You also may work with more than one co-teacher, some more helpful than others. No matter how you feel about your co-teacher(s), always try to compromise and make things work if a problem arises. In most cases, your co-teacher is just there to help translate if students don't understand something and to help manage the classroom.
|How co-teaching might feel sometimes.|
For public and private schools, understand that most Koreans don't live on their own until they are married. Other teachers and your principle/director may not grasp the idea that you are comfortable being independent. Their concern for you might be great if you need help buying a cellphone or want someone to show you around, but if you want to keep your school and private life separate it may take some more effort.
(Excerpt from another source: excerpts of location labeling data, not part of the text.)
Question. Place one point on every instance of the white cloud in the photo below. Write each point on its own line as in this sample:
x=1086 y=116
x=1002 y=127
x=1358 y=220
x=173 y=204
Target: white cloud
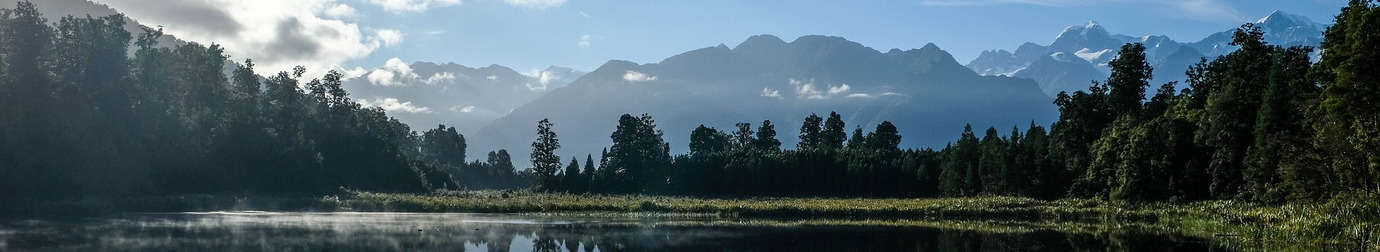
x=392 y=73
x=393 y=105
x=638 y=77
x=536 y=3
x=462 y=109
x=584 y=42
x=807 y=90
x=839 y=90
x=352 y=73
x=340 y=11
x=999 y=2
x=388 y=37
x=276 y=33
x=439 y=77
x=411 y=6
x=769 y=92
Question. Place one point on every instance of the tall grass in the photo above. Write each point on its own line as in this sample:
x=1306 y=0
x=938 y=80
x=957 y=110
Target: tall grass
x=1342 y=222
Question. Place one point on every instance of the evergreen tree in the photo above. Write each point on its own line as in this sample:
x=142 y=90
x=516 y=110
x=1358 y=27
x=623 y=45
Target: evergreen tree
x=1230 y=116
x=705 y=141
x=1348 y=130
x=810 y=134
x=885 y=138
x=766 y=137
x=991 y=163
x=573 y=182
x=544 y=159
x=743 y=138
x=834 y=135
x=857 y=141
x=1130 y=76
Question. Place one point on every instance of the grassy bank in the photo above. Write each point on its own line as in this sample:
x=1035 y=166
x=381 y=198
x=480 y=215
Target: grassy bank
x=1339 y=223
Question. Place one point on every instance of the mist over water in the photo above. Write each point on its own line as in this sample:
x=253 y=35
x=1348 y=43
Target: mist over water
x=479 y=232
For example, if you're sick and need to stay home, expect teachers to call and check up on you, or even try to stop by. In general, this shouldn't be a huge problem, but be aware that you may have to set certain boundaries.
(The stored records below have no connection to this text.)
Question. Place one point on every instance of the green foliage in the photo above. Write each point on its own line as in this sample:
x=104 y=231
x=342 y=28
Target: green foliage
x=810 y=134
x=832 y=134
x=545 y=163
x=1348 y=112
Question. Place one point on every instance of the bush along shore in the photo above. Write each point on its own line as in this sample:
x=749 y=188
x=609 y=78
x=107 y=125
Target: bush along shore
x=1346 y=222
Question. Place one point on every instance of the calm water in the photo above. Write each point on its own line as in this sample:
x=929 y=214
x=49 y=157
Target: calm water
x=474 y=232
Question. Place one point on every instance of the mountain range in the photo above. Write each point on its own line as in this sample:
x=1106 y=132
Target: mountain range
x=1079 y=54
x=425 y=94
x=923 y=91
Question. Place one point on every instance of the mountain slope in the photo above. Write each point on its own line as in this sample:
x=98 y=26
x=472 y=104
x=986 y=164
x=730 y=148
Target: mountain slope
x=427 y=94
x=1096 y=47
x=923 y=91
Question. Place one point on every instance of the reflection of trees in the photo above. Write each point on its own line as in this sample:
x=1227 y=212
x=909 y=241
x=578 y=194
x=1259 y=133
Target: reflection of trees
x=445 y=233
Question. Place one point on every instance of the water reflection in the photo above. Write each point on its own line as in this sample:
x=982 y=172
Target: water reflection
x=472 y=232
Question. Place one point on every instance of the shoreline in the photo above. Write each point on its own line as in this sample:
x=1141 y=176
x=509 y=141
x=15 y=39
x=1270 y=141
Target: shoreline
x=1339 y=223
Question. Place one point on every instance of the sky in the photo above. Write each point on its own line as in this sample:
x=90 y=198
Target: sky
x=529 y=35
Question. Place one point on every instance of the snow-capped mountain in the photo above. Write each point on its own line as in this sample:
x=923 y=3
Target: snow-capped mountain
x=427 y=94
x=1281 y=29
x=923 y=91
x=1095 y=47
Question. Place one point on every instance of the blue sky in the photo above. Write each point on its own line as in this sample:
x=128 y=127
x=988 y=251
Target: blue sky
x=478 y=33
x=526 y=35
1) You're an example of western culture- You'll find out very quickly that as much as you are here to teach English, if you work outside of Seoul, you are also here to be an example of western culture for students, whose only other references may be TV and movies. Your students, fellow teachers, and people you meet on the street, may ask questions or say things that seem offensive or xenophobic. It's best to understand that for the most part, these questions (or comments) are not coming from a malicious place. In terms of having a modern economy, South Korea is a young country that is still adapting to an increasingly globalized world.
|To some Koreans, you probably look like this.|
Flipping back again, if you have blonde hair and someone asks if you're Russian or of Russian descent, SAY NO! Apparently there is a sizable community of Russian prostitutes in Korea...asking if you're Russian is more of a proposition than a question.
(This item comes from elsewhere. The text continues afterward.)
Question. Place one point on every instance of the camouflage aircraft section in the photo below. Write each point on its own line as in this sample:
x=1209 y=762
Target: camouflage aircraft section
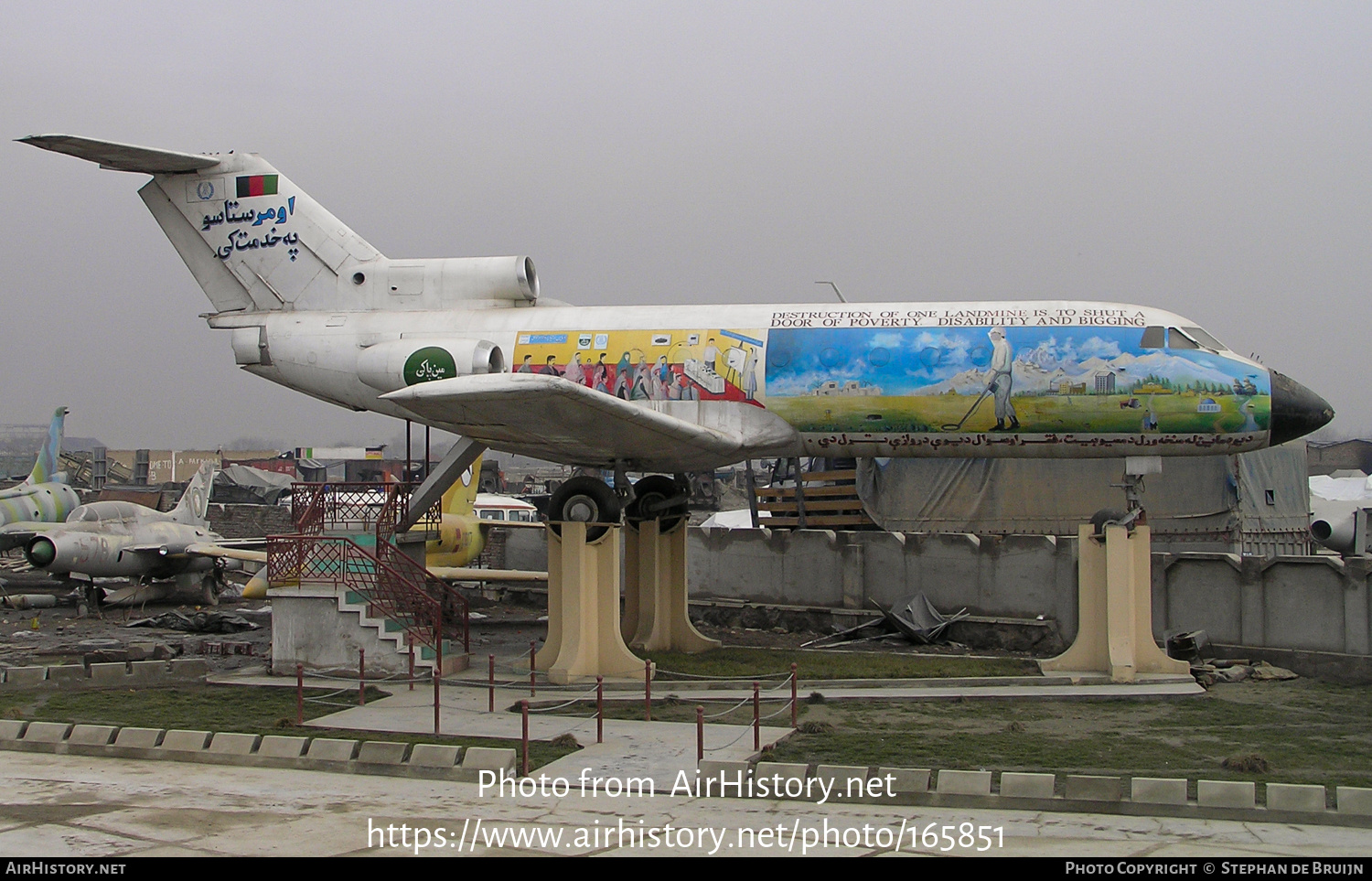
x=469 y=346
2) BE PREPARED FOR DISORGANIZATION- this is a big one, teachers at public and private schools will always say that no matter what happens (cancelled classes, last minute dinners, etc) just go with it and try not to let your frustration show (Koreans don't generally show a lot of emotion). I have to say, if you are a control freak who wants a consistent schedule, needs to know what is going on at all times, and likes everything to go according to a set plan, this might not be the job for you.
There is a lot of bureaucracy in Korean schools and they may do things that seem illogical or unnecessary (for example, I had to get permission from the principle to get rides to school from another foreign teacher who lives in my building...permission was granted, but it seemed like something that should have been purely my decision). It can be frustrating at first but it gets better as you settle into a routine (a flexible one that is).
2) There is tons of stuff to see, do, and learn in Korea. Be proactive in getting out there, but don't overwhelm yourself by trying to do it all at once. It might be hard to resist the urge since living in a new country can be very exciting, but it's better to experience new things once you have a better grasp of the culture and what's out there.
So this is all the "First Week" advice I have to give. There is lots more out there, especially since everyone's experience is different!! For more reading I'd suggest looking at http://kimchi-icecream.blogspot.kr/ which has great posts about cultural differences and teaching in Korea, as well as http://www.eatyourkimchi.com/ for Korean how-to's (gestures, games, phrases, how to use your washing machine!). However, at some point, turn off the computer, stop reading, and get excited for a great year! No matter how much you try to prepare, the best part about Korea is that you will always be surprised!